Well, we tore down eight-tenths of a mile of freeway, the Park East Freeway, and replaced it with a surface avenue. We also converted a lot of the one-way streets to two-way streets, which improved connectivity. Then we also went through several rounds of conflict with the state department of transportation (WisDOT) over bridges that they had jurisdiction over and forced them to put sidewalks on the bridges and narrow the lane widths. Those are three of the things I’m proud of because I don’t think anybody else would have been weird enough to do those things.
Demolition of the Park East Freeway – photo by Vanishing STL
And you promoted light rail in Milwaukee?
Yeah but we never were able to get it over. The right-wing talk show guys would always promote it to their listeners that somebody from the city would come out to the suburbs and steal their TV set.
Why was there so much resistance?
I think the Republicans from the suburbs around Milwaukee found light rail to be an issue that excited their base at election time, so they ended up running against it. It’s unfortunate because it’s worked so well in Minneapolis and other Midwestern cities that have done it.

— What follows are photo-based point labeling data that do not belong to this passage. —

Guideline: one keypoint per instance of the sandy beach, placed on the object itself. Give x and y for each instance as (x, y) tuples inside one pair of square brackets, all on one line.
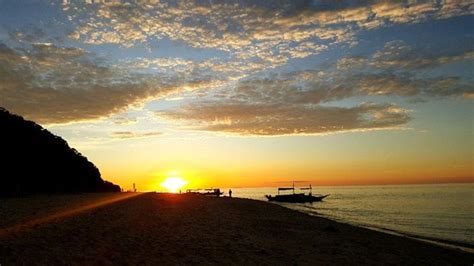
[(171, 229)]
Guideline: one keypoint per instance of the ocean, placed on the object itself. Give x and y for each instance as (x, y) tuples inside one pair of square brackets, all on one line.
[(442, 213)]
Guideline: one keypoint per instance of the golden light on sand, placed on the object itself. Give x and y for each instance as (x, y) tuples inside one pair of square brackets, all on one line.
[(172, 184)]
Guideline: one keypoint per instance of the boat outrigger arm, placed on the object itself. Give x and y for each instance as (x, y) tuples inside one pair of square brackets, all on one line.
[(296, 197)]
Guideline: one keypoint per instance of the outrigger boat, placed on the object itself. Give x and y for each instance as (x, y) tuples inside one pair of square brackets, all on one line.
[(207, 192), (296, 197)]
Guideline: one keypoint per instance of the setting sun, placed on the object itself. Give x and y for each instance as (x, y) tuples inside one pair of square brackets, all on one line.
[(172, 184)]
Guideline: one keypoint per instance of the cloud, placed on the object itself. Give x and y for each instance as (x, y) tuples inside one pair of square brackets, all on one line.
[(397, 54), (51, 84), (271, 119), (134, 135), (300, 102)]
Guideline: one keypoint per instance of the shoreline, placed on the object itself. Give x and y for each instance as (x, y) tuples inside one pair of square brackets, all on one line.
[(438, 241), (465, 247), (171, 229)]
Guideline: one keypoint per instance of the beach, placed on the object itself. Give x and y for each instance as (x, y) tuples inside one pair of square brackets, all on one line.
[(174, 229)]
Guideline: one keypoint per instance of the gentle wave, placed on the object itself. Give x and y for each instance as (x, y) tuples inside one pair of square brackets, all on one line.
[(442, 213)]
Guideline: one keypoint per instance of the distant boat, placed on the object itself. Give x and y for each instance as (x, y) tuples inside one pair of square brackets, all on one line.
[(296, 197), (207, 192)]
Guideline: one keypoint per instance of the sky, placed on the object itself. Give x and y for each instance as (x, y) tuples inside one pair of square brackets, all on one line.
[(248, 93)]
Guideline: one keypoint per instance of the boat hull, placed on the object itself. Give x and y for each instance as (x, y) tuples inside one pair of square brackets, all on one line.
[(295, 198)]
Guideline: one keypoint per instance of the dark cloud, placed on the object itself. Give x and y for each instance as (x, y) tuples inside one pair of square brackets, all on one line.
[(253, 119), (133, 135), (51, 84)]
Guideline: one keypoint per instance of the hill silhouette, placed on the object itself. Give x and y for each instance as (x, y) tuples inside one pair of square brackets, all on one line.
[(33, 160)]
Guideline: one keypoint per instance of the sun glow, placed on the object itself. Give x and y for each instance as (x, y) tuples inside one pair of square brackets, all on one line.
[(172, 184)]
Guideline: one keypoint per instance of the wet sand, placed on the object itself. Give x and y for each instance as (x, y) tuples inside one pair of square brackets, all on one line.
[(167, 229)]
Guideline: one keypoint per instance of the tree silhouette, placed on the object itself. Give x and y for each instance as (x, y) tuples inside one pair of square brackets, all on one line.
[(35, 161)]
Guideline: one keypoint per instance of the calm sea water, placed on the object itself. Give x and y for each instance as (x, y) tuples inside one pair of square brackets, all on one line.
[(437, 212)]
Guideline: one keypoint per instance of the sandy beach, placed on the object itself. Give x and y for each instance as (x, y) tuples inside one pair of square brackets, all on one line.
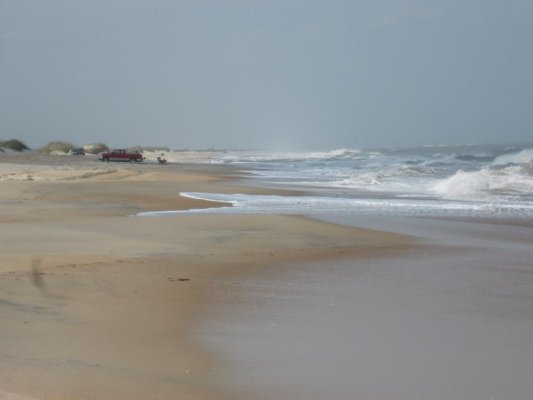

Yeah, why wouldn’t suburbanites support a rail line that would help them get to their jobs downtown?
Well, if you don’t experience it you can be led into the realm of fear, or it can be characterized as a boondoggle. In Chicago it’s hard to understand that because there’s so much rail transit, between CTA and Metra. Metra is the second-largest commuter rail system in the country, after New York’s. So the suburban population of the Chicago area and Republican legislators in the Chicago area tend not to be blatantly anti-transit. But in a place like Milwaukee or Kansas City or Cincinnati there’s a lot of fear mongering that goes on, and trashing transit is a natural for radio talk shows because their audience is largely riding around in cars.
You were involved in promoting the development of the Milwaukee riverfront as well. It seems like Milwaukee has a more vibrant riverfront than Chicago, with a higher number of successful businesses like riverfront cafes.
I don’t know if I agree. Maybe Milwaukee has a disproportionately high number of riverfront restaurants for the size of the city, but Chicago is so big that if you actually counted the number of restaurants along the Chicago River, like Smith and Wollensky steakhouse, there might actually be more here.
O’Brien’s Riverwalk Cafe, 1 E Wacker, Chicago – photo by baldwinm16
What do you think Chicago does well in terms of its transportation networks and street design?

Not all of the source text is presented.